За Зарубиным последовал допрос Гарницкого. Предо мною стоял молодой человек, лет двадцати четырех, в очках, исхудалый и пожелтевший; лицо его носило явные следы бессонных ночей, страдания и внутреннего горя. Щегольской костюм его был не вычищен, рубашка грязная, как будто он долгое время не переменял белья и не раздевался. Рассказав о знакомстве с Пыльневой и о своих к ней отношениях, что было повторением отчасти рассказа Ластовой и показаний Зарубина, Гарницкий перешел к случившемуся с ним двадцатого ноября.
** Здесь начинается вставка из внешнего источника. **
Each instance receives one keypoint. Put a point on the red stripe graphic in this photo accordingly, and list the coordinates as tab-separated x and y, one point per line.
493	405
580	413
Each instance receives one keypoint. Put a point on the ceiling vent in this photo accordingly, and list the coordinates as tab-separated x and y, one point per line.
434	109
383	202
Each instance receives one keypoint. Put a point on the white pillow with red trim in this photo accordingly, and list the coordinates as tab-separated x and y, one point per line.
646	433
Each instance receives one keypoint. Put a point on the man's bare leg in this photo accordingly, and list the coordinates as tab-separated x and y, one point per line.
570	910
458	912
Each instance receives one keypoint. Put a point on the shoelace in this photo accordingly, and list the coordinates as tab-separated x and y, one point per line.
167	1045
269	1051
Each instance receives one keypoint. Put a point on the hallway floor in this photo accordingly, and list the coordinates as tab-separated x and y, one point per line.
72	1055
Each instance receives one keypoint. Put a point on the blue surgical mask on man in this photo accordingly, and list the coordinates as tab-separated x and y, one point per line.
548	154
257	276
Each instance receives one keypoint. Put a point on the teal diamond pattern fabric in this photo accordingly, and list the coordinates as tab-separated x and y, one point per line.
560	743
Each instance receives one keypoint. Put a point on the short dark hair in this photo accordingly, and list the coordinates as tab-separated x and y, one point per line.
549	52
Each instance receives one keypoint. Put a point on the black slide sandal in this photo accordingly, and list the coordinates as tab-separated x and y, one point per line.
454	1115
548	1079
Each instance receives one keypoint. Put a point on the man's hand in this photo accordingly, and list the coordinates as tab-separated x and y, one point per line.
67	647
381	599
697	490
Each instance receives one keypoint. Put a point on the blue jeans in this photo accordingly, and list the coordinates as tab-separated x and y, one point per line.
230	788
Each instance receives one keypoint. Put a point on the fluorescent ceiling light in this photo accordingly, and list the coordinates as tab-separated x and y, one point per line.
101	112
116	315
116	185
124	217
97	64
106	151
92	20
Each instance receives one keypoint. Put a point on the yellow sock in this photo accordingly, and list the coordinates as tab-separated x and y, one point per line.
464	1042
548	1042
— Утро, — показывал он, — от одиннадцати до шести часов пополудни я провел с Зарубиным, с которым повстречался на Садовой, идя к нему. Обедали мы у меня, вместе с нашим семейством, и расстались за воротами: он поехал в пансион на дежурство, а я к Пыльневой, чтоб ехать с нею в Александринский театр, на подаренные Зарубиным билеты. Пыльневу я застал дома и просидел у ней с час. Она была в хорошем расположении духа и не высказывала никаких грустных предчувствий. В театр мы пошли пешком, прибыли к самому началу и прослушали весь спектакль до последнего водевиля. Когда мы вышли из театра, она казалась мне очень усталою, и я кликнул извозчика, тем более что до квартиры ее было далеко; но Пыльнева отказалась, как и всегда, по какой-то своей антипатии к извозчикам, говоря, что ей здорово пройтись и она лучше заснет. Дорогой мы толковали о новой пьесе, преимущественно я, отзываясь о ней критически; Пыльнева же больше слушала и в промежутках, помню, раза три вставила фразу: «Ах, как я хорошо засну сегодня!..» Таким образом мы незаметно прошли свой путь. У калитки Пыльнева пригласила меня зайти к ней выкурить папироску, «но только одну», — сказала она, делая ударение на этом слове и давая тем знать, чтоб я у ней не засиделся долго. Я и зашел к ней. Калитка была не заперта, и, когда мы входили, сзади нас во флигель еще шел кто-то... Вошедши вместе со мною в свою неосвещенную квартиру, Пыльнева зажгла, с моей помощью, лампу и, усталая, прилегла на диван, я же поместился на кресле, близ стола, и, закурив папиросу, продолжал начатое дорогой суждение о пьесе. Я говорил с большим одушевлением, Пыльнева же молчала и что-то наблюдала за мной. Когда же я, в жару рассказа, бросил окурок папиросы и вынул из портсигара новую, то Пыльнева шутя заметила мне:
— А условие между нами: одну?
— Ты не хочешь слушать? — спросил я ее.
— Право, мой милый, я плохая теперь собеседница: так спать хочется, как никогда в жизни! Кажется, после твоего ухода я усну как убитая.
— Ну, прощай! — сказал я ей, с сожалением взявшись за шляпу.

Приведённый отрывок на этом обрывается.